A study in Ethiopia shows public servants’ willingness to pay for social health insurance linked to income, education, and awareness.
A recent systematic review and meta-analysis conducted in Ethiopia has revealed crucial insights into the willingness of public servants to participate in social health insurance programs. The study, which analyzed data from twenty articles encompassing 8744 participants, sheds light on the factors influencing healthcare financing decisions among this demographic. Findings show that the pooled magnitude of willingness to pay for social health insurance among public servants in Ethiopia stands at 49.62%.

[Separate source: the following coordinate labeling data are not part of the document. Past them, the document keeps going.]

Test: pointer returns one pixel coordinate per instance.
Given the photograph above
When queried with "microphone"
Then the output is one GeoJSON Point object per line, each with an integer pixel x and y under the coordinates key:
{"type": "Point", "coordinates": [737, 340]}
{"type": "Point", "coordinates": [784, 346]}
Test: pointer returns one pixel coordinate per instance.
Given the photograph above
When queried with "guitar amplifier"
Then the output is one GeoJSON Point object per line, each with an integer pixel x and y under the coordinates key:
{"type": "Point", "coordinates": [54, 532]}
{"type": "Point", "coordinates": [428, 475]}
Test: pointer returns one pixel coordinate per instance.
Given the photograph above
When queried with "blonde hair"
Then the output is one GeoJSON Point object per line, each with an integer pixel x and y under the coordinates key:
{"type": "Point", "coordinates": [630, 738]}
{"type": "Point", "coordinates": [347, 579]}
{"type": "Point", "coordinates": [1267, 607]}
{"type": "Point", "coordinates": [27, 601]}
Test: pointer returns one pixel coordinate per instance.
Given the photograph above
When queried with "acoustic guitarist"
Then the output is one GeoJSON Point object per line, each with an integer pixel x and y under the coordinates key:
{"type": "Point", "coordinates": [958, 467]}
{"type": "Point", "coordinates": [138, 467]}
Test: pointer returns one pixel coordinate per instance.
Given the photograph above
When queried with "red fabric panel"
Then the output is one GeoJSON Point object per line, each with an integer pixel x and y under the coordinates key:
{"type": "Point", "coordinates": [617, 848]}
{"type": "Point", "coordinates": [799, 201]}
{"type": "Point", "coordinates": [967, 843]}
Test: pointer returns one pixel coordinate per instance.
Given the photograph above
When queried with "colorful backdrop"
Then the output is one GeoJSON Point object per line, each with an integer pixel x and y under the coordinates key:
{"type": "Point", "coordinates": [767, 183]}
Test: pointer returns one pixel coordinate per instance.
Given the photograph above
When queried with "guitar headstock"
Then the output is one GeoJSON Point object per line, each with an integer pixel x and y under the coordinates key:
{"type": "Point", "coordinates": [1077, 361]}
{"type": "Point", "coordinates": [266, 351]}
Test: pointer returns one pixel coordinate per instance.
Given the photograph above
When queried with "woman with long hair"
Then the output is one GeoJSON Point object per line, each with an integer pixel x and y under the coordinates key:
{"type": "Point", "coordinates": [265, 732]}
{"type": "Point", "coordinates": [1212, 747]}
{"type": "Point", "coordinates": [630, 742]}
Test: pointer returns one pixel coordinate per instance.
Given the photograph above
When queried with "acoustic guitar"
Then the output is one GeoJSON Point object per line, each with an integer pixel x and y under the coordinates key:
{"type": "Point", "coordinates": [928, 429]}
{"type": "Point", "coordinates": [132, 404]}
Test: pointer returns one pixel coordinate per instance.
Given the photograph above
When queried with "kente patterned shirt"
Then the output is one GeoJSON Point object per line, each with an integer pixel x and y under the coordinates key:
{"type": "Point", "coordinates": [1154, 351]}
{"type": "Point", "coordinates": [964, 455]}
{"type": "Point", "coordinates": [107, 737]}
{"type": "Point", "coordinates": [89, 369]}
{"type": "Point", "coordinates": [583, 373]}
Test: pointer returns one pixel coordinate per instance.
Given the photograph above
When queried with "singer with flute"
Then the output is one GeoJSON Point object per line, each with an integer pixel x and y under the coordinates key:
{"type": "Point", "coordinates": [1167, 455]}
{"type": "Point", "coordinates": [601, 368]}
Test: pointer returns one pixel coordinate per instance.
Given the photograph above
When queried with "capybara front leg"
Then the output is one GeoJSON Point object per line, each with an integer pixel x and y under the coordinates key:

Several key factors were identified as significant influencers of willingness to participate in social health insurance:
- Monthly salary: participants with higher monthly salaries were more likely to express willingness to pay for social health insurance, with an odds ratio of 6.52.
- Educational status: individuals with a degree or higher education exhibited greater willingness to participate, with an odds ratio of 5.52.
- Family size: larger family sizes correlated with increased willingness to pay, with an odds ratio of 3.69.
- Financial burden: participants experiencing difficulty paying medical bills were more inclined to support social health insurance, with an odds ratio of 3.24.
- Quality of services: perceived good quality of healthcare services was associated with a higher willingness to pay, with an odds ratio of 4.20.
- Awareness and attitude: positive attitudes and awareness of the social health insurance scheme were significant predictors of willingness to participate, with odds ratios of 5.28 and 3.09, respectively.
Understanding these factors is crucial for policymakers seeking to improve healthcare financing and social health protection to attain universal health coverage. The study recommends targeted awareness campaigns and on-the-job training initiatives to enhance public servants’ understanding of social health insurance benefits and principles.